Beijing’s counter-strategy has been to build a narrative that criticism is “western-driven” and “politically-motivated.” This smokescreen diverts attention from the concern expressed by independent U.N. experts and officials towards the ideological domain where criticism of China equals support for “western hegemony.”
Last month, 22 nations signed a letter highlighting the emergency in East Turkestan. Signatories included states from across Europe, Australia, Japan, and Canada. This statement, together with U.S. officials’ repeated condemnations of conditions for Uyghurs, has prompted China to form what has been called a “global coalition of human rights violators to defend its record in Xinjiang.”
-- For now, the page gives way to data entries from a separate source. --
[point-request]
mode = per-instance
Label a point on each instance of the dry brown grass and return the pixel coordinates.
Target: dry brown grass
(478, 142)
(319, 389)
Just days after the letter addressing China’s policies, a group of 37 countries signed a similar letter defending China. The countries in this coalition include regimes who need China’s support for their repressive policies, such as North Korea, Venezuela, and Saudi Arabia. Others, like the Palestinian Authority, have returned favors for previous assistance from Beijing.
Of course, China’s economic largesse factors into the alignment of some states with the unsubstantiated claim that the concentration camps are merely “vocational training centers.” The ethnocide of the Uyghurs is just collateral damage in this cynical game of political bloc-building, and now 50 states backing the concentration camps have ceded any moral high ground in opposing racial and religious discrimination elsewhere.
Cultural Genocide
The framing of China as a leader of “developing” or decolonizing nations is absurd. President Xi Jinping and the Chinese Communist Party represent an ideology that denies liberation and self-determination.
The parallel cultural genocide occurring in Tibet is evidence of a regime ready to expend its power for political and economic ascendancy at the expense of indigenous people. China is a leader in spreading Islamophobia and ethno-religious discrimination. One merely needs to look at China’s diplomatic corps for further evidence of systemic racism. Therefore, decolonizing states should see the repression of Uyghurs as a struggle against the kind of subjugation and exclusion they have endured.
The general public in many of these states feels differently than their governments. In Indonesia, Malaysia, Kuwait, Russia, Kyrgyzstan, and other countries, ordinary people have spoken out against the internment of the Uyghurs and China’s political and economic domination over East Turkestan.
Uyghurs call on these friends to remind China that the decolonizing world does not endorse Beijing’s Uyghur ethnocide and to pressure their governments to support the closure of the camps.
The plight of the Uyghurs is the plight of all vulnerable people.